When we suggest that “writing works,“ we are joined in a collective mindset, believing that the act of putting pen to paper becomes an art that opens many arteries to greater understanding of self and the world that each of us inhabits. Writing can be as freeing as it is frustrating; it can make you feel like a genius one minute and an idiot the next. But if you invest your authentic self into the process? It works. Writing works the muscles of your soul, making your mind expand and your heart explode. Writing can capture a moment of simplicity that takes the reader on a ride through the senses. Take, for example, Jim’s Whitrock’s breif glimpse of a sensorial memory so vivid that it jumps off the page.

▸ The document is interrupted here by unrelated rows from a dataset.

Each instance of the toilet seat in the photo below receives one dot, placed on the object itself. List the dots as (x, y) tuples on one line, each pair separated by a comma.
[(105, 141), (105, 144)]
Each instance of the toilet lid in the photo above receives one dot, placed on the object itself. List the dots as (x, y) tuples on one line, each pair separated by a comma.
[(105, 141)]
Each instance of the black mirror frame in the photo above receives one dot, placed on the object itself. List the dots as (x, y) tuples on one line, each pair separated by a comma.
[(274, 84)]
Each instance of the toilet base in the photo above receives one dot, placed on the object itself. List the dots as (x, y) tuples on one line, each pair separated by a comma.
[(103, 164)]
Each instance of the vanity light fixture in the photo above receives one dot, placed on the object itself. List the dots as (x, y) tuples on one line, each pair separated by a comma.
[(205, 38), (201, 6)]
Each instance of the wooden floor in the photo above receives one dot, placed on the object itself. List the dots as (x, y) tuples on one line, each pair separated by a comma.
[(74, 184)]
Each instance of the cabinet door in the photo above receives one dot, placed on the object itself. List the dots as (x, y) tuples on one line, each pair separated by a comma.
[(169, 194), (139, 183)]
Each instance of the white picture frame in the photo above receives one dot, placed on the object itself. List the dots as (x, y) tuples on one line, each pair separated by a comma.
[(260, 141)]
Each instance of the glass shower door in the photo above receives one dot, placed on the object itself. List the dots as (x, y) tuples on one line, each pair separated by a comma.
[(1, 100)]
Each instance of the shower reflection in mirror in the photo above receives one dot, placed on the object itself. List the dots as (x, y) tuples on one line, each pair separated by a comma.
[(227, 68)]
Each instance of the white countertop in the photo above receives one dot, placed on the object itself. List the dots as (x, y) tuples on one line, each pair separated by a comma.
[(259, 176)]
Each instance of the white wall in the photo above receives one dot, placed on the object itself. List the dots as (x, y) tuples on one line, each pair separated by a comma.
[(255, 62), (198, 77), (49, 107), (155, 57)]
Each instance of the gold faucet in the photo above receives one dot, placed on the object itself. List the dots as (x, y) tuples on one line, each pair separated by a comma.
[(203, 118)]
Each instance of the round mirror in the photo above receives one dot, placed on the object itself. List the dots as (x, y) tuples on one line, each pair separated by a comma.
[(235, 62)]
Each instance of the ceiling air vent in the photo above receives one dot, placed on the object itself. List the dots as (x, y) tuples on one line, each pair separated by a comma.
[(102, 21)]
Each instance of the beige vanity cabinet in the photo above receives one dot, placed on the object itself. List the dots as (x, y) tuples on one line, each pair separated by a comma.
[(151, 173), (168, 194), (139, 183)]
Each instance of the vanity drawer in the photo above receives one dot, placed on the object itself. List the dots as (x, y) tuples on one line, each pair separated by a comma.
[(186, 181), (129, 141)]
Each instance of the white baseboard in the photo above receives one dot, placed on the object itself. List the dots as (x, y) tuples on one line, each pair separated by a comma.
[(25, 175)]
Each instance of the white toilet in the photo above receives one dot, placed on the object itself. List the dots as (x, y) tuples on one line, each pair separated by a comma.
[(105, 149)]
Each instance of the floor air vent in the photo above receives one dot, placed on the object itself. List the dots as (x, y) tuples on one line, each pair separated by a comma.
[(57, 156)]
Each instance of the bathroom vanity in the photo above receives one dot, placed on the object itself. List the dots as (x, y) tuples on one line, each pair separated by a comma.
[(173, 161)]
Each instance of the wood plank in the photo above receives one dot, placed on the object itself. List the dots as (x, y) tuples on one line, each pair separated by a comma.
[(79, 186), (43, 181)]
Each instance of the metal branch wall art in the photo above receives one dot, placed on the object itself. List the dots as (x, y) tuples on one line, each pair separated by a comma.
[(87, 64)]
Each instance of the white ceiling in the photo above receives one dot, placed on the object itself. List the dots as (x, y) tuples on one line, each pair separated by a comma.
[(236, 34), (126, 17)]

I was outside pulling weeds; the ground was soft and the weeds came up easily as I yanked them out by the roots. The moist soil smelled rich and pleasant. From another realm, I sensed a divine wafting—yeast, warmth, and pleasant freshness that likely could only come from an oven. I dropped the long grass with its dirt bulb root and rose to scurry into the house. I rushed into the bathroom, washed my hands, hurried into the kitchen to see that my mother had just opened the oven door and had emptied two large loaves of heaven-sent bread from their loaf pans onto a cotton dishcloth (which had been made from grain feed sacks which Dad had used to feed the horses). “Would you like to slice off a heel?” she teased, knowing that the heel was my favorite part. I picked up the sharp knife and cut into the end of the loaf, slathered on a slushy gob of butter, and bit into a taste that was out of this world.
I don’t know about you but it makes my mouth water. And so might our first full-length pieces about the art of kissing, delivered by Nick and Nicholas. Whether, like Nicholas and Nicky, you are examining the sumptuousness of a kiss or, like Jim, refusing to believe that death is final—our Housing Works writers are in a mode of discovery, allowing the story to tell itself, as they reveal themselves (whether the story is autoiographical or not).Barth creates a yarn that recalls a mid-Century John Cheever short story, loaded with enough ambiguity to make us yearn for more. Finally, note the rich complexities of faith (spelled with or without the f) as interpreted intellectually by Ramon and emotionally by Brenda. Both writers approach the word with a unique perspective, presented in a distinct style.